Her first voice teacher was her mother. Later she studied voice with Hermann Weigert, a member of the Met’s music staff. After a year and a half with Weigert, whom she married in 1944, she auditioned for the Met and was given a contract. Varnay has said her idol, “as far as voice was concerned,” was Kirsten Flagstad, another great Scandinavian soprano.

Other roles at the Met quickly followed her December 6, 1941, debut. Six days later she replaced Helen Traubel, to sing Brünnhilde, in her debut opera of “Die Walküre.” By within a month she sang Elsa in “Lohengrin” and Elisabeth in “Tannhäuser.” By the 1950-51 season she had sung all the 14 principal soprano parts in the Wagner operas except Brünnhilde in “Götterdämmerung.” In addition to her Wagnerian roles, she sang Italian opera at the Met, having first sung in “Aida,” “La Gioconda” and “Otello” in Mexico City in 1948. She even sang in an American opera, Gian-Carlo Menotti’s “The Island God,” which she sang in its world premiere, which also occurred during her busy debut season. She was acclaimed for her performances as Strauss’s Elektra and Salome. When she sang Isolde at Covent Garden in 1948, Ernest Newman, the English critic and Wagner biographer, called her performance “one of the finest sung and best acted Isoldes.”

Varnay left the Met in 1956 after a series of conflicts with the opera’s General Manager, Rudolf Bing. In her 2000 memoir “Fifty-Five Years in Five Acts,” Warnay wrote, “Mr. Bing, who had certainly not cornered the market on the milk of human kindness, seemed to regard much of the German repertoire, particularly the operas of Richard Wagner and the people who sang them, as not worthy of the attention he accorded other areas of the theater’s activities.” When Bing asked that he be informed about future engagements, she replied, “You will be able to read about them in the papers.”

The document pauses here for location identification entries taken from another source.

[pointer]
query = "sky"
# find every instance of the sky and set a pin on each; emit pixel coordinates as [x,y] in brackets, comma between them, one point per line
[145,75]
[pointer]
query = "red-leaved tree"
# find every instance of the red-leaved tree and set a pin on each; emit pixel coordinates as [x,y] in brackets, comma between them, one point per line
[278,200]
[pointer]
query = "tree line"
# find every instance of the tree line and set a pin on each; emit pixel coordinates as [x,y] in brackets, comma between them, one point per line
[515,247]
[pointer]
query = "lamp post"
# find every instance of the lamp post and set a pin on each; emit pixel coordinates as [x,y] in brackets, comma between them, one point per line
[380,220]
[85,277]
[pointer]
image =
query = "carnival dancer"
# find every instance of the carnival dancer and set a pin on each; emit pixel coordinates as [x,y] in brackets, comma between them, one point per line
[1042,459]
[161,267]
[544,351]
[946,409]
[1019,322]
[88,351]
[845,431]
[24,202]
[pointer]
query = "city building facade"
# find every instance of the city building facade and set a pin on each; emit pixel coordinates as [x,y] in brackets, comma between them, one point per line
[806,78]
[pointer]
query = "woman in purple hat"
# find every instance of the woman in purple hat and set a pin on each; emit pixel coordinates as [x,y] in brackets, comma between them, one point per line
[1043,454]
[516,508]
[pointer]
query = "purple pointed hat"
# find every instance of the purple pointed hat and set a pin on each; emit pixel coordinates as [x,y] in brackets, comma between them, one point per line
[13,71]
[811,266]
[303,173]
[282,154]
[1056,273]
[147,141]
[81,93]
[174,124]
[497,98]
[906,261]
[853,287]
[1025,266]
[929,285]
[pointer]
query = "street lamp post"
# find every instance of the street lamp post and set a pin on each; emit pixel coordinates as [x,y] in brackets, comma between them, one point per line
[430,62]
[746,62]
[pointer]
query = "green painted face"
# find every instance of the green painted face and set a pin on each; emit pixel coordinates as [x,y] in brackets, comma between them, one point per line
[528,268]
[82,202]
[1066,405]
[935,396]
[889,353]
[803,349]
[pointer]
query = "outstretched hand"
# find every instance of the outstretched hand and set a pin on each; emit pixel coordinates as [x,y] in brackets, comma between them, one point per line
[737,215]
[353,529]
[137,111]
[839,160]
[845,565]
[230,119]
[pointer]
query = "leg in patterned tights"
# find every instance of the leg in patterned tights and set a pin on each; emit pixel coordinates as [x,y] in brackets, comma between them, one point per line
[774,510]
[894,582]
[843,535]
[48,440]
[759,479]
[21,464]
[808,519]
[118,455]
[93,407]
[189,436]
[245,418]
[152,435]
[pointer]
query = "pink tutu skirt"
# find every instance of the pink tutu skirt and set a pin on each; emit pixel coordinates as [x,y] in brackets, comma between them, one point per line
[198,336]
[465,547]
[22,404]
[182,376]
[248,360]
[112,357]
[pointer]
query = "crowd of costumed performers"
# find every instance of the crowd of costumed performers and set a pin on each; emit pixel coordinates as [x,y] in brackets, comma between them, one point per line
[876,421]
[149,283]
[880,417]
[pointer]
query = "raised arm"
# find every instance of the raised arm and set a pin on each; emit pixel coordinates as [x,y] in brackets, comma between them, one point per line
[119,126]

She sang mainly in Munich and with other German companies, finally returning to the Metropolitan in 1974 to sing Kostelnicka in the Met’s premiere production of Janacek’s “Jenufa.” Later she appeared in another Metropolitan Opera premiere, that of Kurt Weill’s “The Rise and Fall of the City of Mahagonny,” taking the role of Leocadia Begbick. Her last Met performance was on December 22, 1979 but she continued to sing in Munich until 1995.

Astrid Varnay

Born April 25, 1918, in Stockholm, Sweden; died September 4 in Munich of a pericardial infection; there are no immediate survivors.

Mr. Loomis writes about classical music and opera for The New York Sun.